Re: [PATCH v2 2/3] KVM: x86/mmu: Use MMU shrinker to shrink KVM MMU memory caches

Sean Christopherson <seanjc@xxxxxxxxxx> · Thu, 24 Oct 2024 16:25:47 -0700

On Fri, Oct 04, 2024, Vipin Sharma wrote:
> Use MMU shrinker to iterate through all the vCPUs of all the VMs and
> free pages allocated in MMU memory caches. Protect cache allocation in
> page fault and MMU load path from MMU shrinker by using a per vCPU
> mutex.
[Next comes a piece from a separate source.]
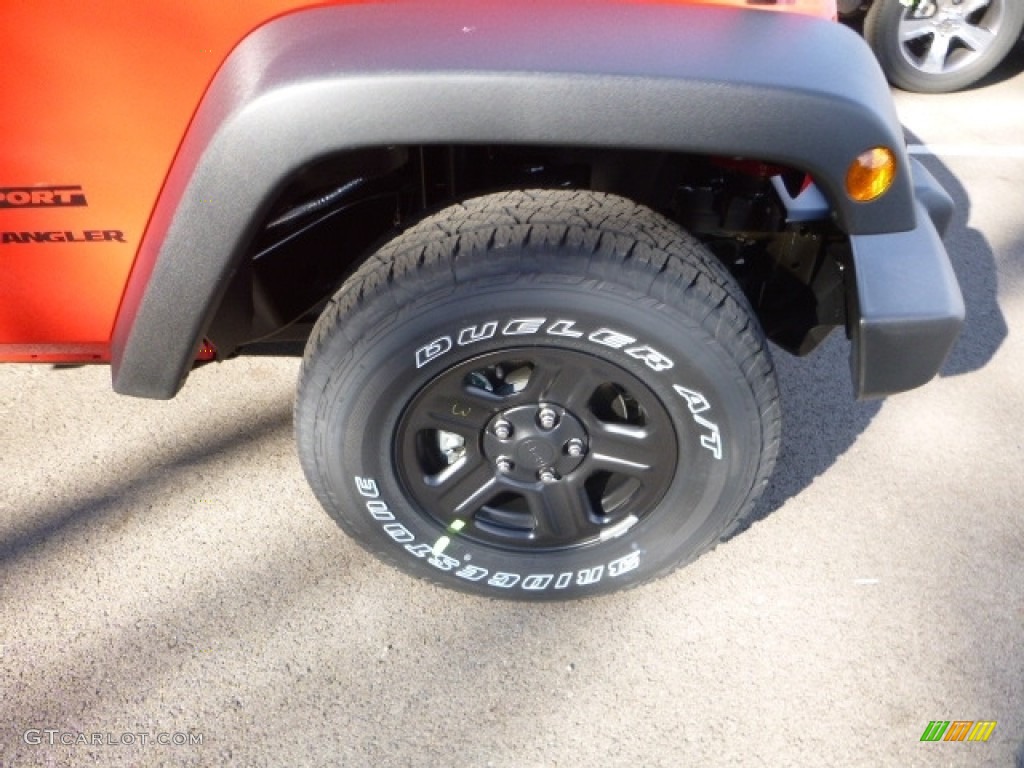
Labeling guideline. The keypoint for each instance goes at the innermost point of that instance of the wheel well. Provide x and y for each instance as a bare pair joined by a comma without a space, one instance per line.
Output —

In MMU shrinker, move the iterated VM to the end of the VMs list
> so that the pain of emptying cache spread among other VMs too.
> 
> The specific caches to empty are mmu_shadow_page_cache and
> mmu_shadowed_info_cache as these caches store whole pages. Emptying them
> will give more impact to shrinker compared to other caches like
> mmu_pte_list_desc_cache{} and mmu_page_header_cache{}
> 
> Holding per vCPU mutex lock ensures that a vCPU doesn't get surprised
> by finding its cache emptied after filling them up for page table
> allocations during page fault handling and MMU load operation. Per vCPU
> mutex also makes sure there is only race between MMU shrinker and all
> other vCPUs. This should result in very less contention.
> 
> Signed-off-by: Vipin Sharma <vipinsh@xxxxxxxxxx>
> ---

...

> diff --git a/arch/x86/kvm/mmu/mmu.c b/arch/x86/kvm/mmu/mmu.c
> index 213e46b55dda2..8e2935347615d 100644
> --- a/arch/x86/kvm/mmu/mmu.c
> +++ b/arch/x86/kvm/mmu/mmu.c
> @@ -4524,29 +4524,33 @@ static int direct_page_fault(struct kvm_vcpu *vcpu, struct kvm_page_fault *fault
>  	if (r != RET_PF_INVALID)
>  		return r;
>  
> +	mutex_lock(&vcpu->arch.mmu_memory_cache_lock);
>  	r = mmu_topup_memory_caches(vcpu, false);
>  	if (r)
> -		return r;
> +		goto out_mmu_memory_cache_unlock;
>  
>  	r = kvm_faultin_pfn(vcpu, fault, ACC_ALL);
>  	if (r != RET_PF_CONTINUE)
> -		return r;
> +		goto out_mmu_memory_cache_unlock;
>  
>  	r = RET_PF_RETRY;
>  	write_lock(&vcpu->kvm->mmu_lock);
>  
>  	if (is_page_fault_stale(vcpu, fault))
> -		goto out_unlock;
> +		goto out_mmu_unlock;
>  
>  	r = make_mmu_pages_available(vcpu);
>  	if (r)
> -		goto out_unlock;
> +		goto out_mmu_unlock;
>  
>  	r = direct_map(vcpu, fault);
>  
> -out_unlock:
> +out_mmu_unlock:
>  	write_unlock(&vcpu->kvm->mmu_lock);
>  	kvm_release_pfn_clean(fault->pfn);
> +out_mmu_memory_cache_unlock:
> +	mutex_unlock(&vcpu->arch.mmu_memory_cache_lock);

I've been thinking about this patch on and off for the past few weeks, and every
time I come back to it I can't shake the feeling that we came up with a clever
solution for a problem that doesn't exist.  I can't recall a single complaint
about KVM consuming an unreasonable amount of memory for page tables.  In fact,
the only time I can think of where the code in question caused problems was when
I unintentionally inverted the iterator and zapped the newest SPs instead of the
oldest SPs.

So, I'm leaning more and more toward simply removing the shrinker integration.